Ito and Kawai (forthcoming) also examine what factors lead or prevent countries from belonging to these five currency areas. This exercise tests two hypotheses. The first hypothesis is that the weight of a basket of currencies is affected not only by the structural characteristics of the economy, but also by trade, investment and financial links with major reserve currency countries and regions (i.e. the United States, the Euro). regions, the UK, Japan and China). The second assumption is that the weight of a major currency in a basket of currencies is determined by the major currency's share of other financial transactions. For example, the U.S. dollar's weight is not only affected by the U.S. dollar's trade, investment, and financial connections with major reserve currency countries and regions, but also by the U.S. dollar's participation in other types of financial assets.
Preliminary empirical analysis yields several interesting results.
First, the dollar weight is positively affected by the share of trade with the United States and the share of the dollar in export invoices and cross-border bank liabilities. Likewise, the euro weight is positively affected by the economy's share of trade with the euro area and the euro's share in export invoices, inward foreign direct investment stocks and cross-border bank liabilities. The yuan weight will not be significantly affected by the share of trade with China, foreign direct investment inflows or borrowings from China. All in all, there are few statistically significant determinants of RMB weighting.
These results provide evidence for the existence of network externalities. That is, for example, countries with a higher share of the U.S. dollar in trade, investment, and cross-border financial transactions tend to have higher U.S. dollar weightings in their currency baskets, even if the country in question does not share close economic and financial ties with the United States.
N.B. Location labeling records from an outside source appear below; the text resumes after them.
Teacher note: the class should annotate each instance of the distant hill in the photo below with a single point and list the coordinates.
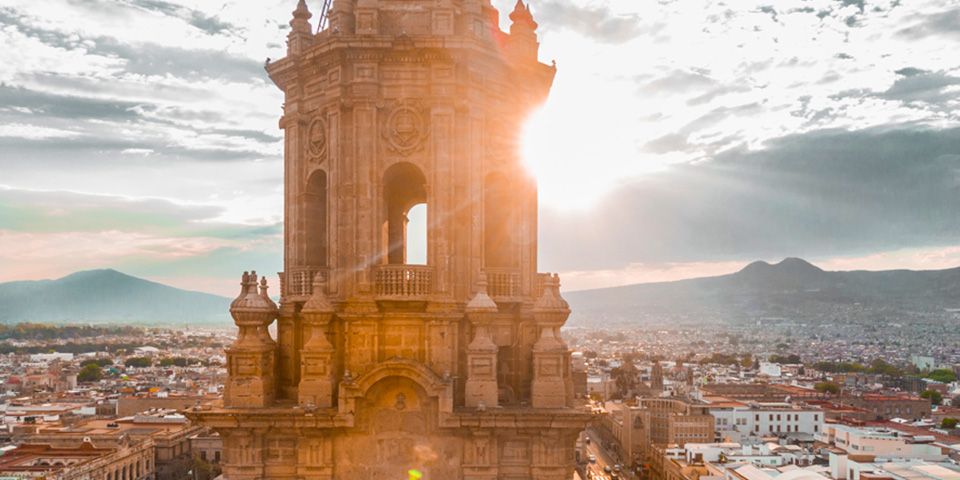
(793, 288)
(107, 296)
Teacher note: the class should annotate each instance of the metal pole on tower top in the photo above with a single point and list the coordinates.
(323, 15)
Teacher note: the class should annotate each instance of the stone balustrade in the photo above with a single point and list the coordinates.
(403, 282)
(503, 283)
(298, 281)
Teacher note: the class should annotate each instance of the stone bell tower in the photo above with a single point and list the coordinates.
(454, 367)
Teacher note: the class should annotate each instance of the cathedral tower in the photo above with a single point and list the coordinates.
(453, 367)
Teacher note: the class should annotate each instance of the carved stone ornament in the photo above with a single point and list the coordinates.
(317, 139)
(405, 129)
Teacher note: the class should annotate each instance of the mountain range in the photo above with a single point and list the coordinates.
(793, 288)
(108, 296)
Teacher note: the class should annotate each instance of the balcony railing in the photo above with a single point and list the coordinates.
(503, 283)
(298, 281)
(541, 282)
(404, 282)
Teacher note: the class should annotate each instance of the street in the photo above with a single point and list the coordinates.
(595, 471)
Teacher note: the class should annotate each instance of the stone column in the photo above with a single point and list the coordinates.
(251, 359)
(316, 357)
(549, 353)
(481, 387)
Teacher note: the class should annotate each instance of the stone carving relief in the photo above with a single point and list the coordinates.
(405, 129)
(317, 139)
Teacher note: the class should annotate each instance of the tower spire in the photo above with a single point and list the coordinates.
(300, 35)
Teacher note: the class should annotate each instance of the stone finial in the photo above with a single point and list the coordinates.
(551, 308)
(522, 17)
(302, 12)
(301, 19)
(481, 303)
(252, 307)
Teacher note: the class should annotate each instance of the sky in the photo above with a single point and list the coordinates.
(681, 138)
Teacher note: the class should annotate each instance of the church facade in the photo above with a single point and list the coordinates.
(381, 369)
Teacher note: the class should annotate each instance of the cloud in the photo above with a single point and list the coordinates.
(824, 193)
(922, 86)
(47, 234)
(942, 24)
(598, 23)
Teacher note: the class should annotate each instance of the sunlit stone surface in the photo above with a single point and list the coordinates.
(454, 368)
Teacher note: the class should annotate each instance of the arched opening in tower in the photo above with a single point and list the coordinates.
(416, 241)
(404, 188)
(500, 246)
(316, 219)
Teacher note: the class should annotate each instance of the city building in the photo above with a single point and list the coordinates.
(450, 364)
(758, 419)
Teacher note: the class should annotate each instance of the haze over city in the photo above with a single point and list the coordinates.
(681, 139)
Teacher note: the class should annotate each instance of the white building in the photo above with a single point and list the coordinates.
(49, 357)
(740, 420)
(770, 369)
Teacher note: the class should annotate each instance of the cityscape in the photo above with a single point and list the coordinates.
(497, 240)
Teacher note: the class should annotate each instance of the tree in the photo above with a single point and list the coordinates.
(827, 387)
(933, 395)
(90, 373)
(138, 362)
(942, 375)
(101, 362)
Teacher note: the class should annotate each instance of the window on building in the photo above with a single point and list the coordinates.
(316, 219)
(501, 249)
(404, 189)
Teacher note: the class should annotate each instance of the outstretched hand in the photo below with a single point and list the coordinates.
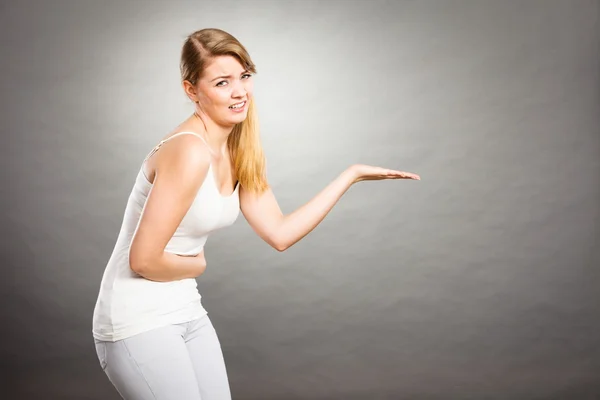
(363, 172)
Because of these externalities and network effects, the U.S. dollar will continue to play a leading role in the international monetary system.
refer to:
Frankl, J., and SJ Wei. 1994. Yen bloc or dollar bloc? Exchange rate policies in East Asian economies.exist Macroeconomic linkages: savings, exchange rates, and capital flows, edited by T. Ito and A. Krueger. 295–329. Chicago: University of Chicago Press.
Ito, H. and M. Kawai. coming soon. “The Size of Major Currency Areas and Their Determinants,” RIETI Working Paper Series #XXX. RIETI: Tokyo.
Kawai, Masahiro, and Victor Pontis. 2016. “Is there really a RMB bloc in Asia? An improved Frankel-Wei method.” international journal of money and finance62 (April), pp. 101-1 72–97.